Review by Gillian Daniels
Does Interference work as a play? No, but I’m not sure if it’s meant to cohere as the kind of story with a single start and finish. Liars and Believers have created an immersive experience with mixed results, one that works well enough when staged at a fantastic venue like the Oberon. Similarly to Lunar Labyrinth, though, the last effort I saw by Liars and Believers, Interference is a series of vignettes inspired by a single work. Here, the theater group takes its cues from Pablo Picasso’s 1937 painting, “Guernica.”
“Guernica” is an anti-war mural that depicts the firebombing of a town during the Spanish Civil War. The canvas suffocates its subjects in darkness: a wild horse, an angered bull, a woman crying over her child, a figure escaping a burning building, all caught in the black, fiery night. It’s a raw reaction to pain and an indictment of violence.
Interference styles itself along the same lines. Mixed media, ie, video and animation by Ruth Lingford, Sophia Cacciola & Michael J. Epstein, and Nuda Veritas, not to mention some excellent music, are utilized to pull the audience into the multiple stories. One such thread has a contemporary woman trying to sort her belongings from her garbage. She rhapsodizes on the concept of good versus evil, a strong monologue that would have benefited from a few more cuts.
In another short, a figure known only as the Sexy Strangler gains media fame and a cult following when he goes on a killing spree. This segment is comically bleak but becomes labored when his victims are depicted as anonymous people obscured by paper bags over their heads.
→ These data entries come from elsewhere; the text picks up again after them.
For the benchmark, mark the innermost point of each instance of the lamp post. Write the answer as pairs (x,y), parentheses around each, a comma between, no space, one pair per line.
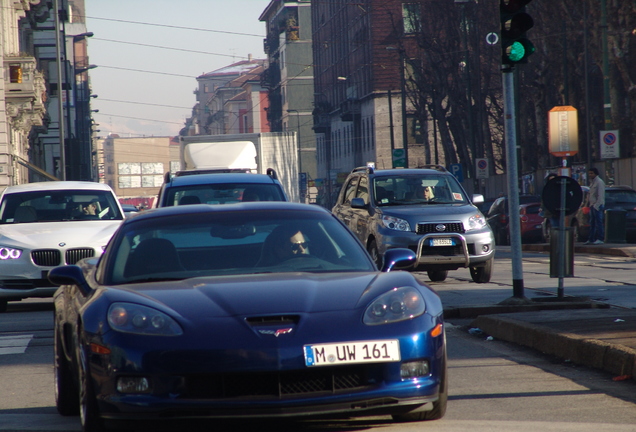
(405,144)
(300,163)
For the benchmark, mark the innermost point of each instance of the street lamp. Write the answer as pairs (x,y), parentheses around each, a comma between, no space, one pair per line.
(405,143)
(300,163)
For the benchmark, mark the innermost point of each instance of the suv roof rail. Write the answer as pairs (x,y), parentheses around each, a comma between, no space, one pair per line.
(440,168)
(272,173)
(367,169)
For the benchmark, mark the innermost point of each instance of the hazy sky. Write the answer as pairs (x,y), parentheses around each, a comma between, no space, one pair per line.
(149,53)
The core of a lot of good ideas are here, but they’re not quite as effective when Liars and Believers underlines its concepts repeatedly.
The strongest thread is a three-part peek into the life of Futile the Clown. In a show partially about Pablo Picasso’s “Guernica,” he’s the only Spaniard to make an appearance, a man from 1937 who desires to be a bullfighter. Here, the show stops taking itself quite so seriously, opting instead to focus in on a single man struggling with his far-fetched goal in the aftermath of the Guernica tragedy. It’s funny but has just the right amount of sadness.
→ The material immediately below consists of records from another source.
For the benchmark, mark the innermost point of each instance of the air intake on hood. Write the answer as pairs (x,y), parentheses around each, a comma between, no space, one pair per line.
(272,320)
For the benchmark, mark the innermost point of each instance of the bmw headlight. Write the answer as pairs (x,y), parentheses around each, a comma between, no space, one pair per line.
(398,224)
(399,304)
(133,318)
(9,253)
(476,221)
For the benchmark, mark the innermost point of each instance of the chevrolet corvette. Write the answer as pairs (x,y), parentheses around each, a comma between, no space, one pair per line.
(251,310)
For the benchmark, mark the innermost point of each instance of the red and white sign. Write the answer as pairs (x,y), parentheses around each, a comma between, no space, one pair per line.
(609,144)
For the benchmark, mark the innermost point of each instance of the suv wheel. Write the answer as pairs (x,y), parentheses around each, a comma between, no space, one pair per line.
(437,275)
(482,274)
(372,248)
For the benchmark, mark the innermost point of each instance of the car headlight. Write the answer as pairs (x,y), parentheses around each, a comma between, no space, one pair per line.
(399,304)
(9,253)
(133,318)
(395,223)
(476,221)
Interference itself is less concerned with the historical roots of Picasso’s painting than current acts of violence. The shows begins to cohere more as it explores terrorism, the act, the aftermath, and how it “interferes” with daily life and personal well-being.
Then it morphs into a project meant to process last year’s Boston Marathon bombings. The effort feels sincere, an actual tribute to those affected by the attacks. It also feels forced. Near the end of the play, I admit to feeling a bit trapped in the theater. I like the idea of a public space to air this grief, but the event still feels too close to extrapolate art with real introspection in it. Like “Guernica,” Interference is made up of a raw, gut reaction, but a real pattern doesn’t emerge.
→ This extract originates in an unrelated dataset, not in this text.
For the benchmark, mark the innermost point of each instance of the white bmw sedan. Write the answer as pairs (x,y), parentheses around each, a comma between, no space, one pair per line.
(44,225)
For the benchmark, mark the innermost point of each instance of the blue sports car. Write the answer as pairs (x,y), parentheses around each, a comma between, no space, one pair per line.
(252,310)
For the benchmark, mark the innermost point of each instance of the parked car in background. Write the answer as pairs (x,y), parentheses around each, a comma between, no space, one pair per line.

But I appreciate what Liars and Believers is trying to do here. Sometimes, “traditional” narratives don’t really give viewers and actors enough breathing room for honest catharsis. Public tragedies don’t have concrete beginnings and endings but awkward starts and stops. I like that Liars and Believers can play with different kinds of stories.
Interference comes together in interesting ways but, in building a show out of so many moving parts, it feels unruly and strained. Brave, certainly, and often beautifully done when it comes to the lighting by Stephanie Howell and music. Ultimately, though, Liars and Believers gives us an ambitious show in need of rewrites.